We have no interest in and no sympathy for seeing records maintained which are used to the disadvantage of pupils or which may be used against them. Equally, we have no interest in seeing—because perhaps in the past in a minority of cases it has been misused—a system of genuinely needed education recording discarded.

We are trying to find a middle way between these two opposing points of view. We are hopeful of finding a degree of agreement about the kinds of record that are needed. We are certainly intent on insisting that authorities and teachers require high standards of accuracy in the maintenance of such records as a prime consideration, and we are hopeful that, in the near future, whether there is need for legislative action or not, we will be able to get some sort of agreement about what kinds of record are kept and also to whom they are available.

We have great sympathy with those who are concerned about this issue and are concerned that children should not be damaged by the maintenance of inaccurate records and that people who know the facts should be well informed about who should have access to the records. We are very sympathetic to that point of view.

We are also concerned that some children should not be harmed by the fact that their records are not available and that information is not available to schools to which they have transferred. Much of the problem that we have been discussing is resolved and becomes unnecessary to discuss if in many of our schools there is an adequate system of pastoral care.

It seems to me that this is the way forward for many of these problems.
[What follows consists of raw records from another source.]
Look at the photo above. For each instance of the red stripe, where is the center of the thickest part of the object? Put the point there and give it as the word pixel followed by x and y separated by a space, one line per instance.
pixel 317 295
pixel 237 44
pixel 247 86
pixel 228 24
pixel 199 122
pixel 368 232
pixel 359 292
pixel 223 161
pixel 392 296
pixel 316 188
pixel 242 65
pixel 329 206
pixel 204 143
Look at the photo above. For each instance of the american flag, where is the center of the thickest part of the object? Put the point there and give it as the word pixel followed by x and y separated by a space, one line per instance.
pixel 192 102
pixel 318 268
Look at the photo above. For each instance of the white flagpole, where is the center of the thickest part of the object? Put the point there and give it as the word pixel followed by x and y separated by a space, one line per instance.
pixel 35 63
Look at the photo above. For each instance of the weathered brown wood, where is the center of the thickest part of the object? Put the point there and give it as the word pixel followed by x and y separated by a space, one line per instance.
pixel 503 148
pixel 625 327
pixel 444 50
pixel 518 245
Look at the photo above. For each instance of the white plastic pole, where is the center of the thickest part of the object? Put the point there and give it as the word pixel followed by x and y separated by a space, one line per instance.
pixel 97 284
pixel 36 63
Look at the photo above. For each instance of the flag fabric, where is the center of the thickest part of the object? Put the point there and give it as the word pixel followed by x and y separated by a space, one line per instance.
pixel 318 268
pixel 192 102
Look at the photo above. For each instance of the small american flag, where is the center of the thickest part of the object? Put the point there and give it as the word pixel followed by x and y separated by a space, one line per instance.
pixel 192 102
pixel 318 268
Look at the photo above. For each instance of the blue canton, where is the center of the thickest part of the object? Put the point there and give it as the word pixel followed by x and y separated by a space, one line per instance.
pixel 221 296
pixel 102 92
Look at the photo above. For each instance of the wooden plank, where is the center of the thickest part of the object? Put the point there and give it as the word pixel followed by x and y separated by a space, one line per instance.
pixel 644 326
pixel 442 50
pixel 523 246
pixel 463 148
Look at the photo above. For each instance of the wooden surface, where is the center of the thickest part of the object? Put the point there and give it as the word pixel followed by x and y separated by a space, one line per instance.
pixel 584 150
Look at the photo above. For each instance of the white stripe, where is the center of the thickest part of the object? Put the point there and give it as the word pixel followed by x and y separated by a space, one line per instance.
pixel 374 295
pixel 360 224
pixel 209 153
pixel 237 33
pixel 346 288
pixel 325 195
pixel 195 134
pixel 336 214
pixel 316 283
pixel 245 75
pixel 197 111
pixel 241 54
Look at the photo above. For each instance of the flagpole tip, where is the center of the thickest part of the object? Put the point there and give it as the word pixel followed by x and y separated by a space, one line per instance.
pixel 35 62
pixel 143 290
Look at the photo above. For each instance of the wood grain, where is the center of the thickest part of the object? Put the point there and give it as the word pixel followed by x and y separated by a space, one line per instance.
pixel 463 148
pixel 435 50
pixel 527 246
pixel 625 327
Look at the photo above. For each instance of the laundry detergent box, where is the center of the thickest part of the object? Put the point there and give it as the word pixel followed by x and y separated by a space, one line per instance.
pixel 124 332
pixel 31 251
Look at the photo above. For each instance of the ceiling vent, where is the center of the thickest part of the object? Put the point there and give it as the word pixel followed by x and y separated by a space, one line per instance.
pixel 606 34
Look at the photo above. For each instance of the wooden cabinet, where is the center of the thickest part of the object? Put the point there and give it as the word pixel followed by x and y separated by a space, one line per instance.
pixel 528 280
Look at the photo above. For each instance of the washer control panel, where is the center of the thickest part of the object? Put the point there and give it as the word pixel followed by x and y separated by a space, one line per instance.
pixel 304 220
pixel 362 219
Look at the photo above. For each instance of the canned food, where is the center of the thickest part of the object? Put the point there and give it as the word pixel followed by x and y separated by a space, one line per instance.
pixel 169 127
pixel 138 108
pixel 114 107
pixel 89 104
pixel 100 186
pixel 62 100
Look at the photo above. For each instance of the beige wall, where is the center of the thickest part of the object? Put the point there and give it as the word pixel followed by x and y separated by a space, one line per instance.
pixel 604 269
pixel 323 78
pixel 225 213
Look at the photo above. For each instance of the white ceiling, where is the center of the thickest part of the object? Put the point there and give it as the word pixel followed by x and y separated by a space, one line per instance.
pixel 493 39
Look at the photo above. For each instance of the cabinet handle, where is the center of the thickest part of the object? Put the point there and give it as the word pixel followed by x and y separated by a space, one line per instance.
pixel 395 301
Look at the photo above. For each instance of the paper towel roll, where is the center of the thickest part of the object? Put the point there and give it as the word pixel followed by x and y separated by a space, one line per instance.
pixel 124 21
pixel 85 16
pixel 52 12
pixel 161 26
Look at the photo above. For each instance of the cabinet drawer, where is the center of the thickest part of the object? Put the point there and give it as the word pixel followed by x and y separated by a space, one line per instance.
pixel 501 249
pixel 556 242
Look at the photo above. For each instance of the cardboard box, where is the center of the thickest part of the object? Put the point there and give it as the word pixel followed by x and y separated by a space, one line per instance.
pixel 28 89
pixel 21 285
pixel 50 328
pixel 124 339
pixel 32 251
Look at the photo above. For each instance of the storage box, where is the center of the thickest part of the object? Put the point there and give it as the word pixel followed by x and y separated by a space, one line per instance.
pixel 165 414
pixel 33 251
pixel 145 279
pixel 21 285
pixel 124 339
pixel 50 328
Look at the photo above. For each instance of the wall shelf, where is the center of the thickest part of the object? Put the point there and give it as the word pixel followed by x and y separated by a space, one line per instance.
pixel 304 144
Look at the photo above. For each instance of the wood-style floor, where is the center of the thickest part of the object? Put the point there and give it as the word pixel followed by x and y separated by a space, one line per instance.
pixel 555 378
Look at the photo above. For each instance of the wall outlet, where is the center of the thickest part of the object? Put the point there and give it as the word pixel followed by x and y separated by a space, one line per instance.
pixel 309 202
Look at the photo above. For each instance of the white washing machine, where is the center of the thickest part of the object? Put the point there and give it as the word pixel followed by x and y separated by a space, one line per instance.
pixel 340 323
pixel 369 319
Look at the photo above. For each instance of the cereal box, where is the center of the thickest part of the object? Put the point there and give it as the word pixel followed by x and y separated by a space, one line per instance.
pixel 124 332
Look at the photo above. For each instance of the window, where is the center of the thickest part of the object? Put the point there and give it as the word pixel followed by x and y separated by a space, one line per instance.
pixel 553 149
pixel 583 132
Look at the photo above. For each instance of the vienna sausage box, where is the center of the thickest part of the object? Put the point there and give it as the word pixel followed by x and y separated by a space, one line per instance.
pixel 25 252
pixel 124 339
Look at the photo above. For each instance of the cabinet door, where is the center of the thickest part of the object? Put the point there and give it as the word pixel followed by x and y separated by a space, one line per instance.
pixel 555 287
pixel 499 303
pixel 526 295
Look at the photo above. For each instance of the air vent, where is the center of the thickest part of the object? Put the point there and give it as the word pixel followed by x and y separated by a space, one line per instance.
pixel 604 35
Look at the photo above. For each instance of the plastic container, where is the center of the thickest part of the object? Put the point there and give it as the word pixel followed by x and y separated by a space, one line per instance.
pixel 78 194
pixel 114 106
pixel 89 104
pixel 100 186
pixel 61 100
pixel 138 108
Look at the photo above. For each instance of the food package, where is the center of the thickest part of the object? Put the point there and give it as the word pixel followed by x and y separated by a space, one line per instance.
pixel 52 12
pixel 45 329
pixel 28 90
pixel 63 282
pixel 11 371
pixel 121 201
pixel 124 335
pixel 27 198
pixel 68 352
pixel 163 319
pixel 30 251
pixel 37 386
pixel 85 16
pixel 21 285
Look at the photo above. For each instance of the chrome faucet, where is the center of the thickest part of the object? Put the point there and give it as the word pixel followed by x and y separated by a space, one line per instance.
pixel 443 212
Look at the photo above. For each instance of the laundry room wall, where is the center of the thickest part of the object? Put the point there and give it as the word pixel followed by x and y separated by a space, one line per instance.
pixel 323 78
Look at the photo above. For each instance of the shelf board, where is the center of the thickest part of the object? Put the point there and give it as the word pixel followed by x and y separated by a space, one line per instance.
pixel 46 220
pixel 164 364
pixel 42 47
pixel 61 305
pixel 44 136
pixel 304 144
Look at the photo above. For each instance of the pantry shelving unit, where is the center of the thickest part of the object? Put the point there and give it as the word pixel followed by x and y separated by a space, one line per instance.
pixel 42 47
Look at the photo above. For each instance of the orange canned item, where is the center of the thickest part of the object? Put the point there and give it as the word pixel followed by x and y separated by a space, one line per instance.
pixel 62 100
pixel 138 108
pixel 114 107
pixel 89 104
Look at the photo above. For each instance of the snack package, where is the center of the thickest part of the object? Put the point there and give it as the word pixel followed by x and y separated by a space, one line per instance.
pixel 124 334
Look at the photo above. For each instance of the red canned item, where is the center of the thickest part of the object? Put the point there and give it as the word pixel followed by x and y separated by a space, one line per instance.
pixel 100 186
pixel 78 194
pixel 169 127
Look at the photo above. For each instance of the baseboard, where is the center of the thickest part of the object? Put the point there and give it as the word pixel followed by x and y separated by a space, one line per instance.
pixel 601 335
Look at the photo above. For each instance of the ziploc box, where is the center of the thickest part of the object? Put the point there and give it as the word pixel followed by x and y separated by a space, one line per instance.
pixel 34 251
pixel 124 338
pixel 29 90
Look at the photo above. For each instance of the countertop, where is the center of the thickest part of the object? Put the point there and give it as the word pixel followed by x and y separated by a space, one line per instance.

If there is real continuity between one school and another and within schools among the teaching staffs, and if there is continuity of the staffs themselves, without the high turnover that we have seen in recent years, much of the need for written records that has been seen in the past will disappear.

Nevertheless, I think that there will always be some need for an objective assessment of what a child has been doing during its educational career. I accept my hon. Friend's argument about the necessity, nevertheless, for establishing to whom that record should be available. It is a matter that we are considering most sympathetically, and I hope that in the not-too-distant future we shall be able to say something that will satisfy my hon. Friend, if not perhaps all of those whose case he has been putting.

Question put and agreed to.

Adjourned accordingly at two minutes past One o'clock.